Tuesday, June 27, 2006

Audrey, Butterflies, and Finding Home

“Breakfast at Tiffany’s” found me when I was a teenager. That classic film introduced me to Holly Golightly, the offbeat heroine of the Capote tale, portrayed by Audrey Hepburn. Even though Holly suffered from too many vices and sought desperately to find herself, Holly possessed some sort of magnetism that drew people to her. She even drew me, a teenager forty years later. Holly’s ability to wear oversized black sunglasses under a large black hat, all accessorizing the iconic little black dress, mesmerized me. Who else receives $50 for the powder room? Years passed before I realized that everything about Holly Golightly was not beautiful.

Holly told of her cat, the “poor slob” without a name. She explained, “I don’t have any right to give him one: he’ll have to wait until he belongs to someone. . . . I don’t want to own anything until I know I’ve found the place where me and things belong together. I’m not quite sure where that is just yet. But I know what it’s like. . . . It’s like Tiffany’s.”

How do we find our way home anyway?

A friend told me a story about monarch butterflies. Those little creatures that light on my zinnias in the summer are astounding. Born in Nova Scotia, the butterflies launch out on a grand adventure when they find themselves strong enough. They fly over the Great Lakes, head south, then follow the coast of the Gulf of Mexico to the Transvolcanic Plateau of Mexico. Most monarchs travel 3,100 miles. As many as 300 million butterflies spend their winters there.

When spring arrives, those beauties decide to return home. The butterflies take a northeasterly route. Many tagged butterflies have landed on the exact branch that once held the cocoon from which they emerged.

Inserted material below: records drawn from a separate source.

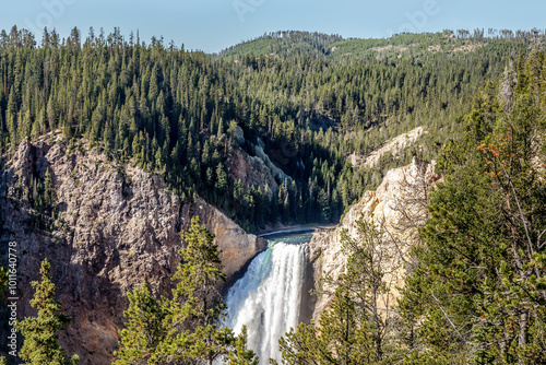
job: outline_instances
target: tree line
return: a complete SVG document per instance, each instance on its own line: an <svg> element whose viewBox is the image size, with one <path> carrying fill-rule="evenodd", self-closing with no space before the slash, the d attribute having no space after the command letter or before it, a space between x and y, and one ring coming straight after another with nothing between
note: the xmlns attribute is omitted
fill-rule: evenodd
<svg viewBox="0 0 546 365"><path fill-rule="evenodd" d="M502 39L474 52L400 59L217 59L162 38L126 39L119 28L86 37L74 28L62 39L45 30L38 44L14 26L0 32L0 151L60 131L73 146L86 139L110 158L159 174L183 201L203 196L251 231L335 222L385 170L415 154L432 157L460 133L454 116L518 47ZM366 155L417 126L429 131L420 145L387 156L381 169L347 163L349 153ZM278 189L233 178L235 151L253 155L260 144L290 177L277 179Z"/></svg>

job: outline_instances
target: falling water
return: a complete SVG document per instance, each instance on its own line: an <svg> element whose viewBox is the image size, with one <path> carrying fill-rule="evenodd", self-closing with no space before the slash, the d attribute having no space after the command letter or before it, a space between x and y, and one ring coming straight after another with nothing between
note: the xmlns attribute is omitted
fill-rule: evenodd
<svg viewBox="0 0 546 365"><path fill-rule="evenodd" d="M298 325L306 256L306 243L270 242L227 294L228 326L247 326L260 364L280 360L278 339Z"/></svg>

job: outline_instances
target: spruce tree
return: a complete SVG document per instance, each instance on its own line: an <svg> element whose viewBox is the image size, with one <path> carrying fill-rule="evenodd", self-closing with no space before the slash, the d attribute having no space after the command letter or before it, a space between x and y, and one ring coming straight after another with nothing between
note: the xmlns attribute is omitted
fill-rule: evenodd
<svg viewBox="0 0 546 365"><path fill-rule="evenodd" d="M235 339L234 350L227 356L227 365L258 365L258 357L247 348L247 327L242 326L240 334Z"/></svg>
<svg viewBox="0 0 546 365"><path fill-rule="evenodd" d="M384 232L372 222L356 222L356 235L341 234L347 257L341 278L323 276L333 291L319 323L300 323L280 340L283 364L378 364L395 358L392 345L393 298L384 275L389 262ZM381 313L380 313L381 311Z"/></svg>
<svg viewBox="0 0 546 365"><path fill-rule="evenodd" d="M116 365L146 363L164 340L165 310L150 293L147 284L127 294L129 308L123 311L126 328L119 331L119 350L114 352Z"/></svg>
<svg viewBox="0 0 546 365"><path fill-rule="evenodd" d="M55 301L55 284L49 276L50 264L41 262L41 281L32 282L36 293L31 306L38 311L37 317L28 317L17 322L16 329L25 338L19 353L28 365L62 365L78 363L78 355L68 360L59 345L57 332L70 322L70 317L60 311L61 304Z"/></svg>

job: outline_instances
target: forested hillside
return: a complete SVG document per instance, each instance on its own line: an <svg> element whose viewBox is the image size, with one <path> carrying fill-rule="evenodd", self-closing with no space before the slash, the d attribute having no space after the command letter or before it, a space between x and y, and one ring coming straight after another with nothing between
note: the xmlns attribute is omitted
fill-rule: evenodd
<svg viewBox="0 0 546 365"><path fill-rule="evenodd" d="M412 155L434 158L463 131L456 116L468 111L478 86L542 39L532 32L482 35L483 47L453 51L427 48L452 39L446 33L367 42L293 32L282 43L271 35L240 46L265 49L271 42L283 57L214 58L163 39L126 38L118 28L86 36L74 28L66 39L46 30L39 37L16 27L0 34L3 154L25 138L61 130L73 148L85 138L110 158L162 175L182 200L197 192L250 229L336 221L389 168ZM317 56L418 43L404 57ZM351 153L366 155L417 126L428 133L382 156L380 169L347 163ZM257 146L287 175L276 191L236 180L228 168L234 150L254 155ZM34 190L37 200L44 181Z"/></svg>
<svg viewBox="0 0 546 365"><path fill-rule="evenodd" d="M330 306L281 340L283 364L546 362L545 66L535 47L475 95L439 155L397 301L382 299L396 255L380 219L342 229L343 274L322 278Z"/></svg>

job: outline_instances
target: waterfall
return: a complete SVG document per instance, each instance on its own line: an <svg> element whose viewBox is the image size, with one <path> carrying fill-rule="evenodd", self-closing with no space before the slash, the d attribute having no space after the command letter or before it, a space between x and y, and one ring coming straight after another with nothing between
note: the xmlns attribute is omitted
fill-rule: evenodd
<svg viewBox="0 0 546 365"><path fill-rule="evenodd" d="M227 294L228 326L235 333L247 326L260 364L281 360L278 339L299 322L306 261L307 244L270 242Z"/></svg>

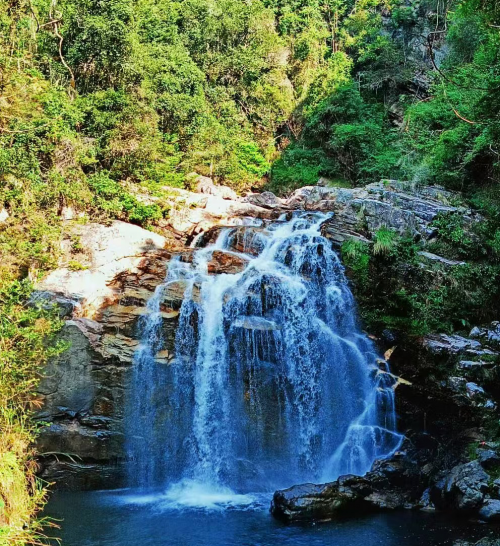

When I graduated from high school, the only guarantee I had in my life was the certainty that I would go faraway to college. We packed my little Honda and drove seven hours to Asbury College. After college graduation, my big brother and I stepped into a moving van towing that same Honda and drove to Los Angeles, my new home. This little butterfly desperately wanted to spread her wings. I flew into a culture desperately foreign to my own, and I realized that the Kingdom of God lived in South Central Los Angeles too.

After a few years, the yearning to migrate back to my home, my branch, began to ache somewhere deep in my soul. My brother caught a flight out, and we migrated back home.

Holly Golightly was searching for a real place that made her feel like Tiffany’s. She loved the “quietness and proud look of it; nothing very bad could happen to you there.” Holly wanted a home, but all she could find was a jewelry store.

As so many continue to journey away from this town that I call home, it sends me to Scripture. How does God define “home”? He sent Abraham and Moses on journeys away from their homes. However, Jesus tells the story of the Prodigal Son, and it is clear that his move away from home was marred in rebellion. People keep coming and going throughout the Bible for all the wrong and right reasons. Recently, a wise man told me to never move away from something; only move towards it.

Jesus spoke about the Kingdom of God. In fact, it was his most common topic of conversation. In Luke 17:20-21, Jesus replied, "The kingdom of God is within you." I am home already, no matter where I sleep, receive my mail, or make my neighbors.